In a following series of tweets she brought Douglas' age into question. Sure this may appear to nuance the conversation, but her take fails to nuance the victims age at the time of the abuse. Race is also a factor, when she talks about community — "our own."
Another user with the handle, @GeniusRetard tweeted the same sentiments with regards to Douglas' age. Again, missing the point of accountability, it would be one thing has Douglas been an impressionable eight-year-old, but a well-traveled twenty-one adult with access to knowledge needs no excuse.
There is nothing wrong with holding a well-traveled and affluent adult Black woman accountable for the harm she enacts. There's no harm in keeping people accountable when necessary, no matter their status or identity. If we shouldn't be so quick to 'cancel' Douglas because of her age (21), why haven't we considered Raisman's age at the time of her abuse? Raisman was not yet an adult. If Douglas' intersecting identity as a Black woman is a factor as to why we shouldn't 'cancel' her, why aren't we analyzing how and why Black women and girls aren't treated nearly as sensitively as their white counterparts regarding sexual violence? By being 'empathetic' (read: coddling) to Douglas, who is upholding the system of patriarchy, we're not doing anyone any favors, not Douglas and certainly not the victims and survivors. Frankly, I prioritize the victims and survivors' feelings over anyone else's (of any identity) feelings.
What I know for sure is that Douglas' response to the backlash of her toxic words was unnecessary and insulting. Word of advice to public figures and everyday people: if you catch a firestorm for spewing toxicity, rummage through responses fixated on your social death, and attempt to find enlightenment. That's your responsibility.

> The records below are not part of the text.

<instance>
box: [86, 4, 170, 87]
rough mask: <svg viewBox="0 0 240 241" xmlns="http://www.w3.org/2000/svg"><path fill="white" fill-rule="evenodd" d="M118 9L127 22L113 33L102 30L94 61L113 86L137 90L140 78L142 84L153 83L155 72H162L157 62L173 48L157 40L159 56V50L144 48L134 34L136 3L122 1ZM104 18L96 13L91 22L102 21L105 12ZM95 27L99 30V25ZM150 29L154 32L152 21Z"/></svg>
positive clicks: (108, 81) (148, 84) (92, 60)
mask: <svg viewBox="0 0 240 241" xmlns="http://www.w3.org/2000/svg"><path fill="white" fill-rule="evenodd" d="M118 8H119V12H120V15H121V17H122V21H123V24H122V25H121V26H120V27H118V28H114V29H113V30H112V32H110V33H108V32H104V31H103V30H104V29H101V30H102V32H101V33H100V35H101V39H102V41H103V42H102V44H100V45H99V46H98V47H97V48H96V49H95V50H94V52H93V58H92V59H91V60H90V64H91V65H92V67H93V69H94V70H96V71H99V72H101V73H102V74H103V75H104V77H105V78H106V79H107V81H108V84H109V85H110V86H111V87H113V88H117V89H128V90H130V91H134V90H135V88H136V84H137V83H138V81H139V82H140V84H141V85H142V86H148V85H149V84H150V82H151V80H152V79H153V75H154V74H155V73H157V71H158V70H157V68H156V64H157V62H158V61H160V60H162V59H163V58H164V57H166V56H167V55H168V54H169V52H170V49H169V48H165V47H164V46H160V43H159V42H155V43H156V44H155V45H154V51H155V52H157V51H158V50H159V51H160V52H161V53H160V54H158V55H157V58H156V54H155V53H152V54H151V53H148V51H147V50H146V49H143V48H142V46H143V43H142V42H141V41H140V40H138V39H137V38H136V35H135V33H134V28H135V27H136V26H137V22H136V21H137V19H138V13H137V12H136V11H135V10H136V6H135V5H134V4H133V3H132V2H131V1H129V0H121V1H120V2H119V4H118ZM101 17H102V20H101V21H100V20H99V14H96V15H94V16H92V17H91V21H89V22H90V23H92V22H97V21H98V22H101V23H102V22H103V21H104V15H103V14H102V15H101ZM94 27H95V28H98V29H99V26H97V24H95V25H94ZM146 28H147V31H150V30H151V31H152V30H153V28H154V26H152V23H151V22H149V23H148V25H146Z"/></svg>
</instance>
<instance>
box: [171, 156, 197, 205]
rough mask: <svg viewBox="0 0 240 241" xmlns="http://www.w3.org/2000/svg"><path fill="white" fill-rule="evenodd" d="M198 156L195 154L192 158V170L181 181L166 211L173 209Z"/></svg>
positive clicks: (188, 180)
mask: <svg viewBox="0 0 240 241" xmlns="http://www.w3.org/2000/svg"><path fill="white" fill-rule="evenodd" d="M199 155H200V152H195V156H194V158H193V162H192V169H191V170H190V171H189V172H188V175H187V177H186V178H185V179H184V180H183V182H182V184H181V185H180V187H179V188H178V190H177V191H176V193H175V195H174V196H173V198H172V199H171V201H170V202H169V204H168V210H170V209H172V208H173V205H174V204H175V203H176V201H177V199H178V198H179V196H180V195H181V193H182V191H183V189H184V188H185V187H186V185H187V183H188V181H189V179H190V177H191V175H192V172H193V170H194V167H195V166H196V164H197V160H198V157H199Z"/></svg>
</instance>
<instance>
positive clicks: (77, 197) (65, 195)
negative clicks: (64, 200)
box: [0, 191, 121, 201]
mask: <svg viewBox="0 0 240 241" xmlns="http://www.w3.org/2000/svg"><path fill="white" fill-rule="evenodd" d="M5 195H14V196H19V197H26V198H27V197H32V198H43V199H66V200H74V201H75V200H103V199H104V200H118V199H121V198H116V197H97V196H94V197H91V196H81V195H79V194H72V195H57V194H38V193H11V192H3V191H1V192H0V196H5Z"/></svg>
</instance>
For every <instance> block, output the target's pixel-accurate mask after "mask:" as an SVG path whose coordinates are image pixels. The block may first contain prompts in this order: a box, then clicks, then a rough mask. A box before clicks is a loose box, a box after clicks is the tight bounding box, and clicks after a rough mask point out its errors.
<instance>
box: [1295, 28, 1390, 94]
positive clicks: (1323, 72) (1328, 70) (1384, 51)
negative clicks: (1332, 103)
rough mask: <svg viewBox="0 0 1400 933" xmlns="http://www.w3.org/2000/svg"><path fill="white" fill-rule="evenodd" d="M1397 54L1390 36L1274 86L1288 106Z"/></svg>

Douglas' socio-economic status leads me to believe she has more than enough resources to learn about rape culture and how she became complicit by holding, and publicly voicing, her harmful beliefs. Oddly, public figures tend to refuse to be silent after making mistakes — or decisions —because they prioritize damage control over unlearning and considering the feelings of those they’ve offended. So, to Gabby Douglas and everyone whose made a mistake or a deliberate decision: learn from it. Genuinely learn and do better. We may not need to 'cancel' her, depending on which side of the social death argument you stand on. However, this song-and-dance of spewing toxicity then being rightfully reprimanded, to then respond with an insincere 'apology,' at minimum is just annoying.
Kevin Spacey is another excellent example of this tired approach. During his scandal, he tried to minimize the abuse accusations raised against him by throwing the entire gay community under the bus. His 'coming out' served to ammunition and confirmation bias for people who believe being gay is correlated with being a sexual deviant and predator. Lena Dunham also volunteered herself to the faction of celebrities catching fire for their insensitivity toward sexual violence. She 'apologized' for defending a former Girls writer who was accused of sexual assault. Dunham wrote, “I now understand that it was absolutely the wrong time to come forward with such a statement and I am so sorry." What this reads as is, "my timing to defend an accused rapist was off, I am so sorry," again; this doesn't address what was offensive.
We need for both public figures and average people to prioritize concern for those they’ve offended over their public image. We also need to have a better grasp of identity politics and how to avoid manipulating it to minimize harmful behaviors on the strength of the actor's identity. Only after the work of unlearning is done can concern be placed on rehabilitating the relationship with the public in the cases of high-profile figures.